Part of the evolution of the universe sequence in The Tree of Life
Over the last little while we’ve been running a Frye on God thread, which has already become part of a skein that weaves together a number of themes, not all of them obviously related.
In a post yesterday we had a look at Job, who seems to get us closer to a notion of God that consolidates these apparent incongruities. So let’s see how much further Job’s God can take us. From Words with Power:
The mysteries of birth and death. . .can never be understood because they can never be objectified. But there is a creation that mystifies and a creation that reveals, and the latter is identical with the former. Except that the mysterious creation, the one infinitely far back in the past, is the one that Job has heard about but cannot directly see (42:5). When the infinitely remote creation is re-presented to him, he becomes a participant in it: that is, he become creative in himself, as heaven and earth are made new to him. He is given no new discovery, but gains a deeper apprehension of what is already there. This deeper apprehension is not simply more wisdom, but an access of power.

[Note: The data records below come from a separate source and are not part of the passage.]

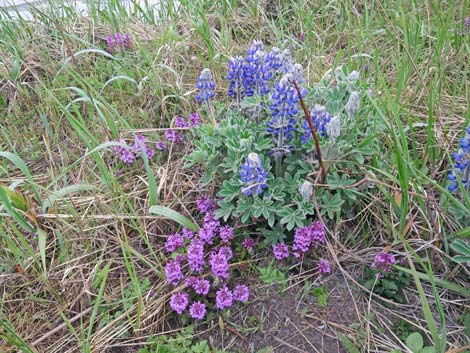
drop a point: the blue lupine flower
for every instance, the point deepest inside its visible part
(235, 76)
(206, 85)
(253, 175)
(283, 109)
(461, 164)
(256, 71)
(320, 118)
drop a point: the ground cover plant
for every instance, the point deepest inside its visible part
(235, 176)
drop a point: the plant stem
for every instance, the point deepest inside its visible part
(313, 130)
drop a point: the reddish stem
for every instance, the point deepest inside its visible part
(312, 129)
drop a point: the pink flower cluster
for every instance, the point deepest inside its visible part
(304, 239)
(383, 262)
(212, 242)
(129, 154)
(175, 136)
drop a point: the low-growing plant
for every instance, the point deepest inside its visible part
(203, 291)
(266, 155)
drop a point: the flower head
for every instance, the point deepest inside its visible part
(174, 242)
(306, 190)
(181, 122)
(173, 136)
(173, 272)
(179, 302)
(352, 106)
(248, 243)
(201, 286)
(333, 127)
(461, 167)
(283, 110)
(281, 251)
(219, 265)
(205, 85)
(324, 266)
(236, 77)
(196, 255)
(194, 119)
(197, 310)
(188, 234)
(226, 234)
(241, 293)
(383, 262)
(253, 175)
(223, 298)
(160, 145)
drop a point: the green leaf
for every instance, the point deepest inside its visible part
(174, 216)
(415, 342)
(16, 198)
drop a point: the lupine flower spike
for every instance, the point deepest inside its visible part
(461, 164)
(253, 175)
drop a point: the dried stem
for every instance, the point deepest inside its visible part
(313, 130)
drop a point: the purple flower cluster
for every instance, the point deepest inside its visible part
(250, 75)
(466, 25)
(281, 251)
(174, 242)
(118, 42)
(129, 154)
(253, 175)
(383, 262)
(461, 164)
(304, 239)
(283, 110)
(212, 240)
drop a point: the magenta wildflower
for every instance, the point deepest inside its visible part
(196, 255)
(173, 272)
(248, 243)
(223, 298)
(241, 293)
(194, 119)
(201, 286)
(179, 302)
(207, 235)
(187, 233)
(317, 232)
(281, 251)
(226, 234)
(197, 310)
(219, 265)
(210, 222)
(173, 136)
(174, 242)
(160, 145)
(307, 236)
(180, 122)
(383, 262)
(204, 204)
(226, 251)
(324, 266)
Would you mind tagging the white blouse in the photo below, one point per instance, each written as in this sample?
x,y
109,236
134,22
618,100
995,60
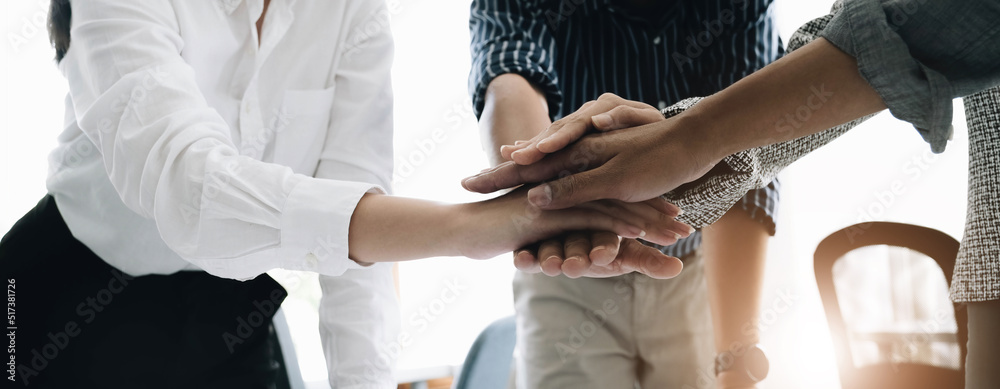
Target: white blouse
x,y
187,146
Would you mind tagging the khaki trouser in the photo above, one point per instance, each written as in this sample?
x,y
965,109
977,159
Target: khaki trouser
x,y
622,332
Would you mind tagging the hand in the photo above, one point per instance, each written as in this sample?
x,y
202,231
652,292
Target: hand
x,y
594,254
608,112
631,165
508,222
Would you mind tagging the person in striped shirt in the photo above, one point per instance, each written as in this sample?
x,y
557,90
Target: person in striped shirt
x,y
535,61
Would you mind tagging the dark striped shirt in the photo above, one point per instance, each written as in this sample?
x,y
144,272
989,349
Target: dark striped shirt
x,y
575,50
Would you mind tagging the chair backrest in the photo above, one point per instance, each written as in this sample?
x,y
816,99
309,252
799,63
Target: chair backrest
x,y
487,365
935,244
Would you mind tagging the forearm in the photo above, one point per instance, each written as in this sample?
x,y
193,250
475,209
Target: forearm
x,y
514,110
735,251
388,228
810,90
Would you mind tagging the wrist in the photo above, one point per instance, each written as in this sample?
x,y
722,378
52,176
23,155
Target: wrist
x,y
457,228
700,134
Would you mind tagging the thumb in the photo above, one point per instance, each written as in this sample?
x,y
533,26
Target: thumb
x,y
648,260
625,116
571,190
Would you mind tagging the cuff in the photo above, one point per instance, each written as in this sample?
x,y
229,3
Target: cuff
x,y
497,65
912,91
762,205
315,223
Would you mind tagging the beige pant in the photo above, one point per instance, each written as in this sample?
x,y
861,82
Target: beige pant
x,y
623,332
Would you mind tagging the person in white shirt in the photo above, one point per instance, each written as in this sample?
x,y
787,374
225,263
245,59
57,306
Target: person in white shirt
x,y
199,150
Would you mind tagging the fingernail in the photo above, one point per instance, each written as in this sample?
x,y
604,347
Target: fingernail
x,y
602,121
540,196
543,142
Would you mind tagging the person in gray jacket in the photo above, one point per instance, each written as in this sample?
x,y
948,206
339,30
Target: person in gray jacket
x,y
910,56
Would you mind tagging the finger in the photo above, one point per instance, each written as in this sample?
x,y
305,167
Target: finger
x,y
572,126
576,189
551,255
509,174
552,223
638,257
526,261
661,221
655,225
581,122
661,204
624,116
577,251
605,247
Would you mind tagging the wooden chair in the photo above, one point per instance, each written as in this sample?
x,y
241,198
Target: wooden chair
x,y
937,245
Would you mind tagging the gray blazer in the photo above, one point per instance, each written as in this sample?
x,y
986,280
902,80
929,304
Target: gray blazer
x,y
977,271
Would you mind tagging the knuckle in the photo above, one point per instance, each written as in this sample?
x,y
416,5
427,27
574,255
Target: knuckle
x,y
608,97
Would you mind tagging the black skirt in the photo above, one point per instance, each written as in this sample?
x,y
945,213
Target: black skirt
x,y
73,321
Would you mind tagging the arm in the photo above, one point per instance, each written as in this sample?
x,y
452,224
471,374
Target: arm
x,y
512,85
171,158
735,251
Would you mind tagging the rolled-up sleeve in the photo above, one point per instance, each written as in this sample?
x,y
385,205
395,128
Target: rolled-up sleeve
x,y
920,54
754,170
511,36
171,157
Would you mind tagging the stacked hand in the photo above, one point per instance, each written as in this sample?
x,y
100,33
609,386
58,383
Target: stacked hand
x,y
606,164
497,225
652,157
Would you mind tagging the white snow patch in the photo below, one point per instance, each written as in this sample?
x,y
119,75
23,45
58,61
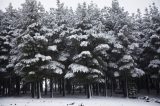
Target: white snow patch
x,y
78,68
102,47
137,72
52,48
154,63
82,54
84,43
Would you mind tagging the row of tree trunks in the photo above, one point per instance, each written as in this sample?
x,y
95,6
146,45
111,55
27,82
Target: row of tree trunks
x,y
91,89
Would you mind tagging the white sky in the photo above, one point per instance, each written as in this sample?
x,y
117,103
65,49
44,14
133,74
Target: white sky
x,y
129,5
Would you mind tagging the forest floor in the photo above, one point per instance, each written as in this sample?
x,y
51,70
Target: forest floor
x,y
75,101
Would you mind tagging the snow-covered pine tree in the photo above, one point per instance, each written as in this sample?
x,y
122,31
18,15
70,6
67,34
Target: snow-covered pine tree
x,y
151,46
82,41
7,30
32,45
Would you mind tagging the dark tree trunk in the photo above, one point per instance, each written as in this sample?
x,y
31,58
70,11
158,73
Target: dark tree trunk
x,y
111,86
97,90
60,86
41,86
147,84
73,89
157,86
64,87
9,87
126,85
33,89
18,85
38,90
105,87
89,91
51,87
46,86
55,85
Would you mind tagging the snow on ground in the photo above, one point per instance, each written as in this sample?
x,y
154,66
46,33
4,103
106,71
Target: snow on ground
x,y
74,101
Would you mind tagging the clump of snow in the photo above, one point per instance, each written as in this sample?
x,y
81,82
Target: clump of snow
x,y
146,44
118,46
3,57
84,43
57,40
126,58
133,45
154,36
43,57
96,71
63,56
137,72
41,38
78,37
69,75
95,61
102,47
112,65
116,74
31,73
2,69
55,66
52,48
83,54
75,68
126,67
154,63
158,51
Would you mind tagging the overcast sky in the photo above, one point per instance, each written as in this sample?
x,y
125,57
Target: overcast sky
x,y
129,5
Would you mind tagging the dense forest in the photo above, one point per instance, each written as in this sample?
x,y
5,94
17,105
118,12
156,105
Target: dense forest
x,y
90,50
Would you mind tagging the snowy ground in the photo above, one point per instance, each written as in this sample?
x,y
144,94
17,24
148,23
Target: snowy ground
x,y
74,101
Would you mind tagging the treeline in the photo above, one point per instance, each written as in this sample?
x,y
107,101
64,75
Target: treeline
x,y
90,49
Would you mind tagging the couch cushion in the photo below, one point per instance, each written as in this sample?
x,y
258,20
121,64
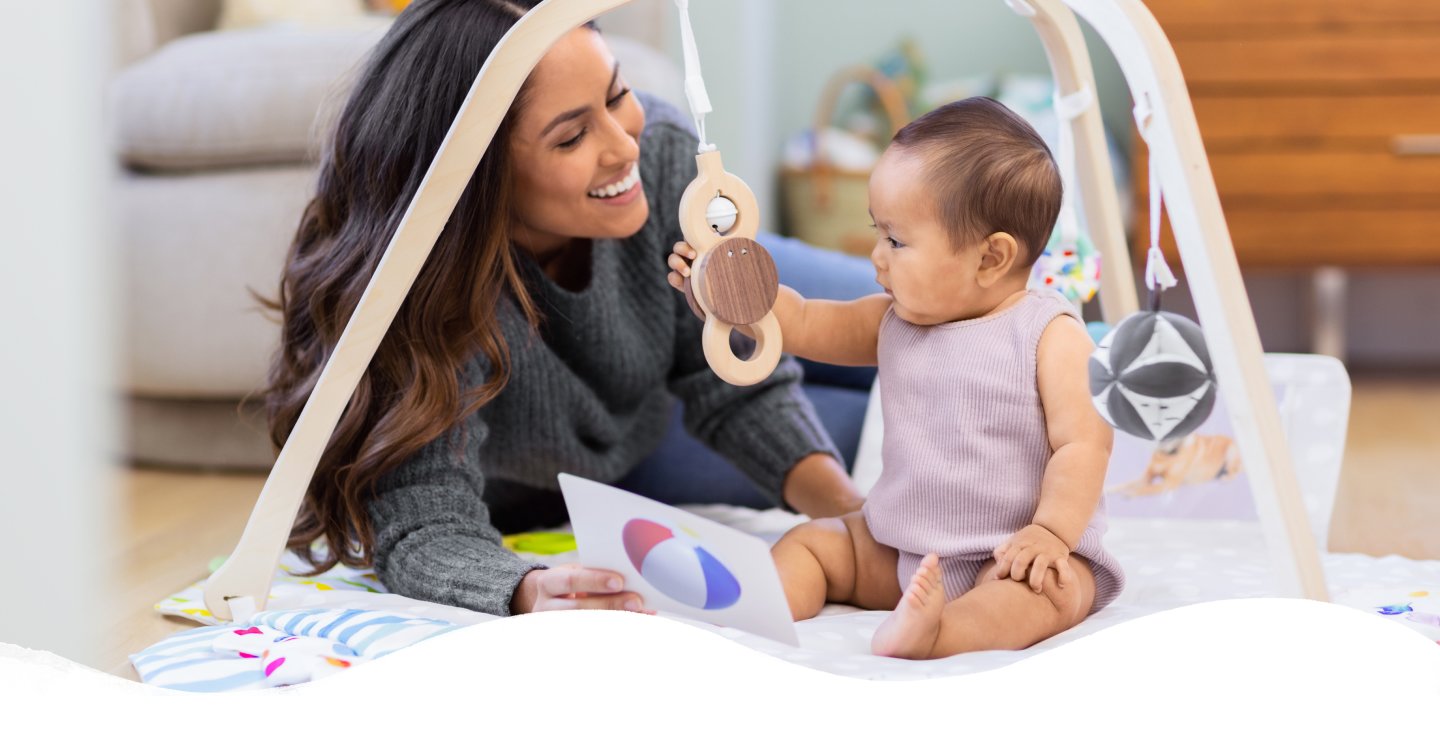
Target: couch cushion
x,y
231,98
311,13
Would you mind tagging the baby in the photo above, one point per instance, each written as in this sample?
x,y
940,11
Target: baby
x,y
984,530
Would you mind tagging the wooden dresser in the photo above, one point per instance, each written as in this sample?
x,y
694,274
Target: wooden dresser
x,y
1322,126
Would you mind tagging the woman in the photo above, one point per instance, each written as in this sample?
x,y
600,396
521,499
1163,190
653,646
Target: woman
x,y
540,336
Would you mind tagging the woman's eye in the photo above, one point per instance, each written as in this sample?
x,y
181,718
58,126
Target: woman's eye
x,y
572,141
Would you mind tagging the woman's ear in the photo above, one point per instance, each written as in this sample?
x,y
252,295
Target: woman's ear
x,y
1000,255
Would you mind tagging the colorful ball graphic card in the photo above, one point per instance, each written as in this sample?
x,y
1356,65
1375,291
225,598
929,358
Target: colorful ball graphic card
x,y
677,561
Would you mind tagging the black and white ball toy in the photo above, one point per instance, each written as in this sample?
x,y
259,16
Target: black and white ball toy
x,y
1151,376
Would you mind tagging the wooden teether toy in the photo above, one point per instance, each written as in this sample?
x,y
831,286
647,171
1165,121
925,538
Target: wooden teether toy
x,y
732,281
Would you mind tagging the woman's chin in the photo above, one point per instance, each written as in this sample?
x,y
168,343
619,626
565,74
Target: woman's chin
x,y
627,222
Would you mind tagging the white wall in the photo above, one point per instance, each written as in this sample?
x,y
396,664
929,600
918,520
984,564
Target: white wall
x,y
55,425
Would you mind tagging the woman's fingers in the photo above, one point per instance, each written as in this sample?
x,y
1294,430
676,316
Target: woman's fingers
x,y
581,579
627,601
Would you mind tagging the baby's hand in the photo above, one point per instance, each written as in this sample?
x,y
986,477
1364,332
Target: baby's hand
x,y
680,265
1028,553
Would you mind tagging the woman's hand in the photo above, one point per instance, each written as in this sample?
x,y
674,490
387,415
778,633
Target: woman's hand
x,y
1028,553
572,587
680,264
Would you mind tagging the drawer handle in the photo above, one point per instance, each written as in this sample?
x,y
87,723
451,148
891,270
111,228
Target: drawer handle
x,y
1416,144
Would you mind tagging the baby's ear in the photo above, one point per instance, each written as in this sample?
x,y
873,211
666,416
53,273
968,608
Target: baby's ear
x,y
1000,257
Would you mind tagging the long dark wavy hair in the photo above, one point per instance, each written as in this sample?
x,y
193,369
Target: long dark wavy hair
x,y
402,104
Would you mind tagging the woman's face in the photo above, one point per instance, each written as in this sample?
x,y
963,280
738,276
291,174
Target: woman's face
x,y
575,150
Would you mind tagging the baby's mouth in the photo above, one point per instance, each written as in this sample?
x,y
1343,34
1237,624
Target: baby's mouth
x,y
621,188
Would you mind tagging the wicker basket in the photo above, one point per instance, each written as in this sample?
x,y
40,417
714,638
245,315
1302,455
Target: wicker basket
x,y
827,206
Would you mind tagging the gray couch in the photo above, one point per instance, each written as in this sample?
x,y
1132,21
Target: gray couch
x,y
216,134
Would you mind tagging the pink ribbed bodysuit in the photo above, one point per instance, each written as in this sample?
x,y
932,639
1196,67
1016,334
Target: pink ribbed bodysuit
x,y
965,444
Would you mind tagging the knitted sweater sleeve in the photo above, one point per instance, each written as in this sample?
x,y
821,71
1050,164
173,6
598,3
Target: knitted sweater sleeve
x,y
434,539
763,430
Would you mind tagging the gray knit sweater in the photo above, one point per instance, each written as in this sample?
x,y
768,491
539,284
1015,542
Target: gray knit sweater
x,y
589,394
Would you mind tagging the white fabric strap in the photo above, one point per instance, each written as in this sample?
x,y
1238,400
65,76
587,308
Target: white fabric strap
x,y
1157,270
242,608
1021,7
1069,108
694,84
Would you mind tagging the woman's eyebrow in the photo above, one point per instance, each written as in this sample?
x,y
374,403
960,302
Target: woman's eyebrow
x,y
579,111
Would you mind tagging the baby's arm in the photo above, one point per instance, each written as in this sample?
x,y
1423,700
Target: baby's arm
x,y
1080,438
833,332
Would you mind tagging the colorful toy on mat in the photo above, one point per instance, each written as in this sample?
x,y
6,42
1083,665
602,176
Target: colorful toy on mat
x,y
1069,267
540,542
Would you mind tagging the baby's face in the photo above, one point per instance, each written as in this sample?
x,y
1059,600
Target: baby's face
x,y
915,260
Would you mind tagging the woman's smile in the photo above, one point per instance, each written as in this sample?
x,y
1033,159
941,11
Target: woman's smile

Myths of a paradise lost in the past or a hell threatening us after death are myths corrupted by the anxieties of time. Hell is in front of us because we have put it there; paradise is missing because we have failed to put it there. The Biblical perspective of divine initiative and human response passes into its opposite, where the initiative is human, and where a divine response, symbolized by the answer to Job, is guaranteed. The union of these perceptions would be the next step, except that where it takes place there are no next steps (CW, 264-65).